To select a random date between subs_end_day
and subs_start_date
, I tried the following approaches that are commented out in the code chunk below --
%pyspark
spark.sql(f"""
SELECT
subs_end_day
,subs_start_date
,unix_timestamp(subs_end_day) - unix_timestamp(subs_start_date) AS seconds
,((unix_timestamp(subs_end_day) - unix_timestamp(subs_start_date)) -1) AS seconds_minus_one
,ROUND(( ((unix_timestamp(subs_end_day) - unix_timestamp(subs_start_date)) -1) * RAND()), 0) AS rounded_secs
--,subs_start_date + INTERVAL ROUND(( ((unix_timestamp(subs_end_day) - unix_timestamp(subs_start_date)) -1) * RAND()) seconds AS random_date
--,DATEADD(SECOND, ROUND(( ((unix_timestamp(subs_end_day) - unix_timestamp(subs_start_date)) -1) * RAND()), 0), subs_start_date) AS random_date
--,subs_start_date + make_interval(0, 0, 0, 0, 0, 0, ROUND(( ((unix_timestamp(subs_end_day) - unix_timestamp(subs_start_date)) -1) * RAND()), 0)) AS random_date
FROM subscription_df
""").show(100, False)
But they did not work.
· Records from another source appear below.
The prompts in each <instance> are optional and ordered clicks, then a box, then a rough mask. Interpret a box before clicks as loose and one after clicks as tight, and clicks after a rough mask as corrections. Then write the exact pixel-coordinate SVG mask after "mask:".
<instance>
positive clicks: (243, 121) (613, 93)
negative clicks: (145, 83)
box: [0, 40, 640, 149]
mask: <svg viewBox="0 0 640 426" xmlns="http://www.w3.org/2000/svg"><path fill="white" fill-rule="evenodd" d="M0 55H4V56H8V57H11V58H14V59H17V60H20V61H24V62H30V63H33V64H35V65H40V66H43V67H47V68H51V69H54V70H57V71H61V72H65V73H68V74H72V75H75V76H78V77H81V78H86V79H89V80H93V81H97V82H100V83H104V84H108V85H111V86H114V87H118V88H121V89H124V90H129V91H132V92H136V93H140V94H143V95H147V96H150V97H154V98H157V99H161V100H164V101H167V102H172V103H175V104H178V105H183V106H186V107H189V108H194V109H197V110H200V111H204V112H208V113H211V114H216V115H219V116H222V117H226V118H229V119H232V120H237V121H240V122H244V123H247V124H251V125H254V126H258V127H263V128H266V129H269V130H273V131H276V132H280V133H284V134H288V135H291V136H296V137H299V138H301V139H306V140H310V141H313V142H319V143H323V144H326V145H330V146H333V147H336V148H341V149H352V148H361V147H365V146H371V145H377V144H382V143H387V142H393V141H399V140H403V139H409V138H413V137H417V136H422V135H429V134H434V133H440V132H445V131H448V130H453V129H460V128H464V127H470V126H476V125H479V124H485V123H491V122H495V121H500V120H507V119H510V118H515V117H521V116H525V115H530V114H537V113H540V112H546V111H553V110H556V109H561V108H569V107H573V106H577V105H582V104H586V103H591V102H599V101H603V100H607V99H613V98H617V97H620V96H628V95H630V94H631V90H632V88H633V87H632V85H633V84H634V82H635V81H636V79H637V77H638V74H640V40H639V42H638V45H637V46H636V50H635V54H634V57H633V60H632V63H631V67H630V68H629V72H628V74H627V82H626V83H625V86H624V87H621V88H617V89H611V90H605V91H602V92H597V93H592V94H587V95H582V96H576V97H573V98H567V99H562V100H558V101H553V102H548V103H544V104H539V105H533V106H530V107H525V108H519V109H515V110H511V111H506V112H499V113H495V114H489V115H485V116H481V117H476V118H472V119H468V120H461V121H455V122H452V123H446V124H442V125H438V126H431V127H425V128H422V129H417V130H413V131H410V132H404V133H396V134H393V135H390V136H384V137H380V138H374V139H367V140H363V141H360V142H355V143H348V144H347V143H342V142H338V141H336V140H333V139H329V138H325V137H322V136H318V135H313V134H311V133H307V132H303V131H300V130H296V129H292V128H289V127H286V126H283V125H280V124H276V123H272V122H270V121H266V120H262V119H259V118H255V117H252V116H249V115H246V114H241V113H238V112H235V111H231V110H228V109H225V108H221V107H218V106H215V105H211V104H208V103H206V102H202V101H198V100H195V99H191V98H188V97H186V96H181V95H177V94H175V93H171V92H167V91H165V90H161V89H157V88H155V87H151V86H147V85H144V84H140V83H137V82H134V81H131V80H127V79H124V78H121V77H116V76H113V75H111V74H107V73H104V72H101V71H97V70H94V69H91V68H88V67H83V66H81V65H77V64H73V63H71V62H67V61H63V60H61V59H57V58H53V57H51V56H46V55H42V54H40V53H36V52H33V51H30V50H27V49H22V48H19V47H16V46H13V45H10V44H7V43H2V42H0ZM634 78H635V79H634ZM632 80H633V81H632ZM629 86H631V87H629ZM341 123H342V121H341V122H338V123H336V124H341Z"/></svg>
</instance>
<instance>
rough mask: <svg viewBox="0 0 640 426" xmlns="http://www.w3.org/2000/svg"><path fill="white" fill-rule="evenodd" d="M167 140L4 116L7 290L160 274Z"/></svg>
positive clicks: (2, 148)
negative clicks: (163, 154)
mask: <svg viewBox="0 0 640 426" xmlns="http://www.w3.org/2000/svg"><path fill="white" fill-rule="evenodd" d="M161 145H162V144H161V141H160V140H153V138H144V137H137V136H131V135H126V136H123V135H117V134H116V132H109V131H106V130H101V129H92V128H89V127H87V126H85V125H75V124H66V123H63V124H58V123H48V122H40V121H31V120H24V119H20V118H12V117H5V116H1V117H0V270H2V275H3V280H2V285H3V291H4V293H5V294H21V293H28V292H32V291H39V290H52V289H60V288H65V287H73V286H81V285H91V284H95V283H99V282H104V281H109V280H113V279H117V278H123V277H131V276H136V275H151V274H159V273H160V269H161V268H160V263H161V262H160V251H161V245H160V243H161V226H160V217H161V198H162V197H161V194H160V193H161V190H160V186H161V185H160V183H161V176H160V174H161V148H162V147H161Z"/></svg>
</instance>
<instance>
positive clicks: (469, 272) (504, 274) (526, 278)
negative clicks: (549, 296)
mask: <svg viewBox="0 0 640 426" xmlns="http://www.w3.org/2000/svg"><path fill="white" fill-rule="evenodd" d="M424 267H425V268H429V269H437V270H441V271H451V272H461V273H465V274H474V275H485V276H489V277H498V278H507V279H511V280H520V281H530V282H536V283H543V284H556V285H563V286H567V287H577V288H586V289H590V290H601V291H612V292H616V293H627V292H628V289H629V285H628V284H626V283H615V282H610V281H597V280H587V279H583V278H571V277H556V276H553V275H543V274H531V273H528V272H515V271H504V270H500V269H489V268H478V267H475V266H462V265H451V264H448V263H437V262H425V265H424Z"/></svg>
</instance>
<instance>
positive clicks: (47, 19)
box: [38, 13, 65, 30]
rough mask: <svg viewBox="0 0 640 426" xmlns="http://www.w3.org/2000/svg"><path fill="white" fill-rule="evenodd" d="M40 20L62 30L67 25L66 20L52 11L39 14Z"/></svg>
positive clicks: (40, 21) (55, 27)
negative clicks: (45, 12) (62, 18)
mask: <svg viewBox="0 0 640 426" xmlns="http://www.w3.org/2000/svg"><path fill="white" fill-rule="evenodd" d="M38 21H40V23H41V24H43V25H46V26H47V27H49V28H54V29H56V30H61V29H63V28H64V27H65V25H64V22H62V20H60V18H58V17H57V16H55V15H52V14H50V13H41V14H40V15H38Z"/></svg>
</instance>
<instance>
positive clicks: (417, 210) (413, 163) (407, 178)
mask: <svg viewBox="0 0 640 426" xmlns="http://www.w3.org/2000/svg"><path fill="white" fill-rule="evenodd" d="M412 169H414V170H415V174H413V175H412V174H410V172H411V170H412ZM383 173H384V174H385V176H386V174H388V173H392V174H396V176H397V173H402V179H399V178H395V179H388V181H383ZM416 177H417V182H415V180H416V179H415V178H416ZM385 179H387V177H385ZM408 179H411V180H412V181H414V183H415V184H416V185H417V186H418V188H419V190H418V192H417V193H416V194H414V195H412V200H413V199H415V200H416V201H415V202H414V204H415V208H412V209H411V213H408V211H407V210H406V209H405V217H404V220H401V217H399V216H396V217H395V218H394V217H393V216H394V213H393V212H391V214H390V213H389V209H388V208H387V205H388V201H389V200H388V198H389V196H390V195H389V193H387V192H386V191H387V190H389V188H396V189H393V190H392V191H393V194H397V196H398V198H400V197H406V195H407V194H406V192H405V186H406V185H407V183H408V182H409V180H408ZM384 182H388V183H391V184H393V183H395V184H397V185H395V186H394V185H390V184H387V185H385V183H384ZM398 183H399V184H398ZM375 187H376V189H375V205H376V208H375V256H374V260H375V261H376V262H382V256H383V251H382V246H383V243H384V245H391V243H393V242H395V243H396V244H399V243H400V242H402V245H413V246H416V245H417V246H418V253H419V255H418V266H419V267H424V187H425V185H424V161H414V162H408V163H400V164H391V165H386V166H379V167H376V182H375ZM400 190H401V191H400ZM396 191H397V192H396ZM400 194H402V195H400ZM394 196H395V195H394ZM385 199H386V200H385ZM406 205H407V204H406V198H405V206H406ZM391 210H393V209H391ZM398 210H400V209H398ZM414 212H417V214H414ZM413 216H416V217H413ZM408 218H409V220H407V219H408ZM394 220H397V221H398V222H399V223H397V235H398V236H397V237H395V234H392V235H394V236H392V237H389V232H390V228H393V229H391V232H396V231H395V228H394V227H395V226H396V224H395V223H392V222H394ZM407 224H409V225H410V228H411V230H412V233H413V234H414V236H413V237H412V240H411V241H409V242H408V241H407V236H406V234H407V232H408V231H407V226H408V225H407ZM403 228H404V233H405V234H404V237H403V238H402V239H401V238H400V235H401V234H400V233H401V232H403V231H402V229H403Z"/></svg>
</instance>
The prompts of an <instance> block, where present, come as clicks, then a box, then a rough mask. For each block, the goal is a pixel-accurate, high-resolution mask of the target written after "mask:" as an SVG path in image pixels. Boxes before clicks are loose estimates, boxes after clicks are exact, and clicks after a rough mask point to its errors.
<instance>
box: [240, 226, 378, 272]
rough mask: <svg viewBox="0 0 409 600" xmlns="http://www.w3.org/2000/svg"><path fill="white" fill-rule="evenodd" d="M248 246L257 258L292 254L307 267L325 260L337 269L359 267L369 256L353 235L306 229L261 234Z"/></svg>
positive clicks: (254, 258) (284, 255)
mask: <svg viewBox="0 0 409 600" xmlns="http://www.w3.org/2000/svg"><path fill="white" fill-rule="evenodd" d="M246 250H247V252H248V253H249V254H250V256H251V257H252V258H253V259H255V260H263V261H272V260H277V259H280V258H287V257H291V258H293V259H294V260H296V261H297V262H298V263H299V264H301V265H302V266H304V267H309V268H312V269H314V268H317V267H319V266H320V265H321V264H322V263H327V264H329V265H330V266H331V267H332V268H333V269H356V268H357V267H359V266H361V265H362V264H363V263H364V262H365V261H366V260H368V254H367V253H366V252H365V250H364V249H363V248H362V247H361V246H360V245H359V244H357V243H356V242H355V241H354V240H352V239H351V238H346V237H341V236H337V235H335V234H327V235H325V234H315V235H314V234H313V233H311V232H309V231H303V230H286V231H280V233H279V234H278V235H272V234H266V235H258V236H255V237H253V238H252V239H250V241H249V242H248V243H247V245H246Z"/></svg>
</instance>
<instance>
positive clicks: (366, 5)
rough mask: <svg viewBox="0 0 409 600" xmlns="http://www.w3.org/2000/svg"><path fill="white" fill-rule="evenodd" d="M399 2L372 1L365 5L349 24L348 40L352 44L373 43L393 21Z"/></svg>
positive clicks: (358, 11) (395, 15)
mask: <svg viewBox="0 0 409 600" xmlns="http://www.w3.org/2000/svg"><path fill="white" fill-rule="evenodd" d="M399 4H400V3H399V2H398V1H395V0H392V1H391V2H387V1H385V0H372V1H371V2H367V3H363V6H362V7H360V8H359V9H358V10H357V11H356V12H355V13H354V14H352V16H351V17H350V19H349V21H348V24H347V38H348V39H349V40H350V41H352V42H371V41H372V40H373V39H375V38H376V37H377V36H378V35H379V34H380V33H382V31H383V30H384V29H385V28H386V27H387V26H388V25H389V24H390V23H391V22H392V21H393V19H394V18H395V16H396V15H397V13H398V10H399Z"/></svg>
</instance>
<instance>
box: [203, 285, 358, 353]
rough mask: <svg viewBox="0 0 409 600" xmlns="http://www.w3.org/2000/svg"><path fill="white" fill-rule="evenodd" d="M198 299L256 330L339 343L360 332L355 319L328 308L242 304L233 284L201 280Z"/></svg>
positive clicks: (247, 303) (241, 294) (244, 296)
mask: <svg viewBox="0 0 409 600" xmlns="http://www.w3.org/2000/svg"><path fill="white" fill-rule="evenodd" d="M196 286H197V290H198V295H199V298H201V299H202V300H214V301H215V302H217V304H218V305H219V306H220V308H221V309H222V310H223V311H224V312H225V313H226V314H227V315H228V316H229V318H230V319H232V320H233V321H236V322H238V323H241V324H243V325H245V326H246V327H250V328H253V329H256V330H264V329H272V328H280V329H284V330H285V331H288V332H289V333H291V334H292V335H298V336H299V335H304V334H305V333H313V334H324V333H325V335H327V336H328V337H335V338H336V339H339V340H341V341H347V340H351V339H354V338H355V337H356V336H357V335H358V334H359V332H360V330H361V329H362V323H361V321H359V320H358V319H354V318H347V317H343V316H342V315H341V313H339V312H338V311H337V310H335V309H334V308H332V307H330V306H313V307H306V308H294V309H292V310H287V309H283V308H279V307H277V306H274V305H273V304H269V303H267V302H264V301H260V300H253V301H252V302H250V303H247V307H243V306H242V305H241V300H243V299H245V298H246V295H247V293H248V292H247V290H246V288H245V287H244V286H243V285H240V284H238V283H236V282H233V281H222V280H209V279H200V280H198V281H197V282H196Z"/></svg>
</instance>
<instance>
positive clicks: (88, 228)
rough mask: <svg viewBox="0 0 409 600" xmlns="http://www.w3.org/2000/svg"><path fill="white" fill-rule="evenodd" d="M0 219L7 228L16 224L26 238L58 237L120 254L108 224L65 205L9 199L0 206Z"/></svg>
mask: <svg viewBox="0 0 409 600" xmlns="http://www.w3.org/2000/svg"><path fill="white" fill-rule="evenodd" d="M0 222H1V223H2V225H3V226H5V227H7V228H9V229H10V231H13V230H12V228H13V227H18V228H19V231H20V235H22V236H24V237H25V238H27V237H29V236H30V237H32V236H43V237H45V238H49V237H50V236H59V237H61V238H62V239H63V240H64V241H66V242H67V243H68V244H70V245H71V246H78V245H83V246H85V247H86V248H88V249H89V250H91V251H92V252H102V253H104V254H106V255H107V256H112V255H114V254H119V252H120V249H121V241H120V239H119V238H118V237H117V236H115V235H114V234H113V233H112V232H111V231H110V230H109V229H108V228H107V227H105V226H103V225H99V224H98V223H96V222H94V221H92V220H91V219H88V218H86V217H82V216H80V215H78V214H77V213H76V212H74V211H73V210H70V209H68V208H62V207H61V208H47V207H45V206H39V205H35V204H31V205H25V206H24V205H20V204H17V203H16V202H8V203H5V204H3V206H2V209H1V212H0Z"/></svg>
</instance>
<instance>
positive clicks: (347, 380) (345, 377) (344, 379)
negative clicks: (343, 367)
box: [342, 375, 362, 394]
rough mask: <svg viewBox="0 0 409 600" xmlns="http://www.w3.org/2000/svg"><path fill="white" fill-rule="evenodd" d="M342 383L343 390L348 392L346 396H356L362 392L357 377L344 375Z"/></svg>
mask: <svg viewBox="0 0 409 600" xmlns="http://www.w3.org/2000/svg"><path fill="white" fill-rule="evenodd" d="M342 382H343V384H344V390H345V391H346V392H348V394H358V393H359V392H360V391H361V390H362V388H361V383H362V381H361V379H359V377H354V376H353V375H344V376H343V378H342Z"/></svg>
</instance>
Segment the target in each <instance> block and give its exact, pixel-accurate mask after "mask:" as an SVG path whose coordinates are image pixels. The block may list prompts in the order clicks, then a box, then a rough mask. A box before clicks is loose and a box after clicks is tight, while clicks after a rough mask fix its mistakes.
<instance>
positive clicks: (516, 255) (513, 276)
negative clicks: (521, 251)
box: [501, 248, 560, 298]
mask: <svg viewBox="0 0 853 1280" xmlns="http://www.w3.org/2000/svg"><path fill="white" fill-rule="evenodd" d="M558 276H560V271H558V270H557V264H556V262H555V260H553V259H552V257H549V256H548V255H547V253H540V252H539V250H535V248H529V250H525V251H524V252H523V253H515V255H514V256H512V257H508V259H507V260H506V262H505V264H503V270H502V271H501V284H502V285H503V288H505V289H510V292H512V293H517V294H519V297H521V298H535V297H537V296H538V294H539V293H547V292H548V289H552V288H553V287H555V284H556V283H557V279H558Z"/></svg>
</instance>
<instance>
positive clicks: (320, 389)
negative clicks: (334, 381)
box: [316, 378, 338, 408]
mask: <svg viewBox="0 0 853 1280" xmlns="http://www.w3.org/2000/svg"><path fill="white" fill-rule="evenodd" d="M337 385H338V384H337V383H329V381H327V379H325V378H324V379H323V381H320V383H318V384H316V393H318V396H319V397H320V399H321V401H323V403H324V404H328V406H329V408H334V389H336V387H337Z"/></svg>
I think the closest one is subs_start_date + INTERVAL ROUND(( ((unix_timestamp(subs_end_day) - unix_timestamp(subs_start_date)) -1) * RAND()) seconds AS random_date
, but I don't think INTERVAL .... seconds
is happy with ROUND(....)
as the parameter.
Any suggestions/answers to fix this issue that I've been trying to solve for the last hour and a half would be greatly appreciated. Thank you!